Load the audio data from the given file and return it as a numpy array. This tries load_wave_file() load_ffmpeg_file() (for ffmpeg and avconv).

Parameters:

filename : str or file handle: Name of the file or file handle.
sample_rate : int, optional: Desired sample rate of the signal [Hz], or ‘None’ to return the signal in its original rate.
num_channels: int, optional: Reduce or expand the signal to num_channels channels, or ‘None’ to return the signal with its original channels.
start : float, optional: Start position [seconds].
stop : float, optional: Stop position [seconds].
dtype : numpy data type, optional: The data is returned with the given dtype.

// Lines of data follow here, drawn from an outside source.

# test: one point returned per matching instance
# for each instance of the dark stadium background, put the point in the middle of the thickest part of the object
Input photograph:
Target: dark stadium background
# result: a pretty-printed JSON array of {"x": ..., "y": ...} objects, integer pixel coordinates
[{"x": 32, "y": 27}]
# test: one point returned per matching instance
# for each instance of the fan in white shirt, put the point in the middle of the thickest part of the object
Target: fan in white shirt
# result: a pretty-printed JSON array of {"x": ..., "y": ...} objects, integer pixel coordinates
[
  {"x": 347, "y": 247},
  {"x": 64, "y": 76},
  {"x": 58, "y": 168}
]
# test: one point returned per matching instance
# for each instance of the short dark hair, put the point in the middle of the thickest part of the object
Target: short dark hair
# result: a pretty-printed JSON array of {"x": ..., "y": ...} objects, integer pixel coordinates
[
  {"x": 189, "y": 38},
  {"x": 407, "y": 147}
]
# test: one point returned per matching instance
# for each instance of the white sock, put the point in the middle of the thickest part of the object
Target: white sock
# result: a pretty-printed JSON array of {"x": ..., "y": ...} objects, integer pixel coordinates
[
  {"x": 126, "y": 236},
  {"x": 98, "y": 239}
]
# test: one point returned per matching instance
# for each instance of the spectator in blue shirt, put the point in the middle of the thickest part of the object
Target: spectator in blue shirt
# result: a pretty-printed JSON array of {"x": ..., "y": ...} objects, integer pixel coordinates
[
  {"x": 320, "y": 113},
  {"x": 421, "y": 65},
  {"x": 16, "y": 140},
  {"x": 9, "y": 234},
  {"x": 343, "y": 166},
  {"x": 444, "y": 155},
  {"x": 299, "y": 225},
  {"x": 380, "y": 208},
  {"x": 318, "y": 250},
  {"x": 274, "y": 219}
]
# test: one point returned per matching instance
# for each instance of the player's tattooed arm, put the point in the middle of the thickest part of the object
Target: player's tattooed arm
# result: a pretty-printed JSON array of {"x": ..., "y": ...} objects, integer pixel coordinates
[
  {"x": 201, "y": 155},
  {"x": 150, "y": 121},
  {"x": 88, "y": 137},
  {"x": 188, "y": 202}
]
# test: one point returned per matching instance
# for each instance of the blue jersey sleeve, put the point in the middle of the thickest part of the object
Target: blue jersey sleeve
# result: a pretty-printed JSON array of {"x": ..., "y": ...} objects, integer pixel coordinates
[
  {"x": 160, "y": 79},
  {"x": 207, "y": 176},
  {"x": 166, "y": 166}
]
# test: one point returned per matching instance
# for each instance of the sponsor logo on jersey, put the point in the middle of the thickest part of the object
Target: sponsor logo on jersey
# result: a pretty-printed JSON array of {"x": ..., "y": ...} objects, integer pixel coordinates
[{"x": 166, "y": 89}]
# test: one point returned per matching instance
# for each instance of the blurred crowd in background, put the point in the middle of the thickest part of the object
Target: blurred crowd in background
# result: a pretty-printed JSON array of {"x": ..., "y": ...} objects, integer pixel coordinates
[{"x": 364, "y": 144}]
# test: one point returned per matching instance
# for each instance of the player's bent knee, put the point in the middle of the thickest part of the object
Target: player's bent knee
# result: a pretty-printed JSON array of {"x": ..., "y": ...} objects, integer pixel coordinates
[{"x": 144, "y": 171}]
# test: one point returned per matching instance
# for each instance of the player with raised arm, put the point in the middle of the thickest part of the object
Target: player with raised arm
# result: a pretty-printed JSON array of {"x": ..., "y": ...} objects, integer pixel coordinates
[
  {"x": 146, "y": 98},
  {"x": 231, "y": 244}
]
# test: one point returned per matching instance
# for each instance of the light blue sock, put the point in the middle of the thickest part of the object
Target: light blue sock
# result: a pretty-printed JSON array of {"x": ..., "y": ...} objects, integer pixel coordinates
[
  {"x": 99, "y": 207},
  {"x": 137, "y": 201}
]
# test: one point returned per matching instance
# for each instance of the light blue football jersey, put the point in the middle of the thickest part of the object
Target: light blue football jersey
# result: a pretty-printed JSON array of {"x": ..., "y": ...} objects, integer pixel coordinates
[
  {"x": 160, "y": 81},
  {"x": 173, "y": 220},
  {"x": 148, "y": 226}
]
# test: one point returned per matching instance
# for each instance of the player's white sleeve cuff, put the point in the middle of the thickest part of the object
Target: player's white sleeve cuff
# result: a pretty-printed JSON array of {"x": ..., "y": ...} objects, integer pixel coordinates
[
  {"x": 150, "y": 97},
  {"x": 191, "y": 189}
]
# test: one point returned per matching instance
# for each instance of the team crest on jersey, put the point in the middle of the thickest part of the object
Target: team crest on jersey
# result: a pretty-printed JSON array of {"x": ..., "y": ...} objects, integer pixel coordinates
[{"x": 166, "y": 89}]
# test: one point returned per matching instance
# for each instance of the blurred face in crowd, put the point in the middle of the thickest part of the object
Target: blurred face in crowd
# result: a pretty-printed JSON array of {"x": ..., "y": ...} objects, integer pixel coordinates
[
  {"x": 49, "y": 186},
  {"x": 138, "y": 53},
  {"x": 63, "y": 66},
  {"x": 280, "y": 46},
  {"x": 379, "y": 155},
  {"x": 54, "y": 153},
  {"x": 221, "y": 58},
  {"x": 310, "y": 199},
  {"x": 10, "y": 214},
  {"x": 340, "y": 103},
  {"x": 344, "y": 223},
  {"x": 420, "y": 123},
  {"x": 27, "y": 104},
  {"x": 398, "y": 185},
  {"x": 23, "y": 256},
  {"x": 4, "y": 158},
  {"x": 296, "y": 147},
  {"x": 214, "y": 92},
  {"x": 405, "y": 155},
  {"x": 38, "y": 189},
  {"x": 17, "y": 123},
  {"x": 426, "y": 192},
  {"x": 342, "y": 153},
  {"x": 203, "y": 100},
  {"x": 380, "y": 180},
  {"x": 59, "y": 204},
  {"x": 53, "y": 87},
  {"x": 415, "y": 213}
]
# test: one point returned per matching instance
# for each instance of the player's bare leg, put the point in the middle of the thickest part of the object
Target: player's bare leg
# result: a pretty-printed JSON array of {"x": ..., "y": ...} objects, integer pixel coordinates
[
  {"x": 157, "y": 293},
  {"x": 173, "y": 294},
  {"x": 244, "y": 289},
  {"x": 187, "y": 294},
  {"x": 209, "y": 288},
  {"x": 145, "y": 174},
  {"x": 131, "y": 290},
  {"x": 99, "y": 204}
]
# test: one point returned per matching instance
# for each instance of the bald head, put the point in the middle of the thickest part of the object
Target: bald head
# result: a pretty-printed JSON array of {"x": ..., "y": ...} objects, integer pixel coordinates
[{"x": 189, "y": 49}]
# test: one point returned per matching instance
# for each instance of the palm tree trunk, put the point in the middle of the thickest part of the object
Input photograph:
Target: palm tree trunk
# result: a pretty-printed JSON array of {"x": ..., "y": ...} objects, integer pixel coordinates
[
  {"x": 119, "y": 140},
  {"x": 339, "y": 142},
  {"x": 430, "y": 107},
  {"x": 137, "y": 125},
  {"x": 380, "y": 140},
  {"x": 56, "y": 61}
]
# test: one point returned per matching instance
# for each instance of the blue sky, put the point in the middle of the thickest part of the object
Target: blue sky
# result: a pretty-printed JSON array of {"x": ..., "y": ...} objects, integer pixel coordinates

If ‘None’, it is returned with its original dtype, otherwise the signal gets rescaled. Integer dtypes use the complete value range, float dtypes the range [-1, +1].

Returns:

signal : numpy array: Audio signal.
sample_rate : int: Sample rate of the signal [Hz].

Notes

For wave files, the start and stop positions are rounded to the closest sample; the sample corresponding to the stop value is not returned, thus consecutive segment starting with the previous stop can be concatenated to obtain the original signal without gaps or overlaps. For all other audio files, this can not be guaranteed.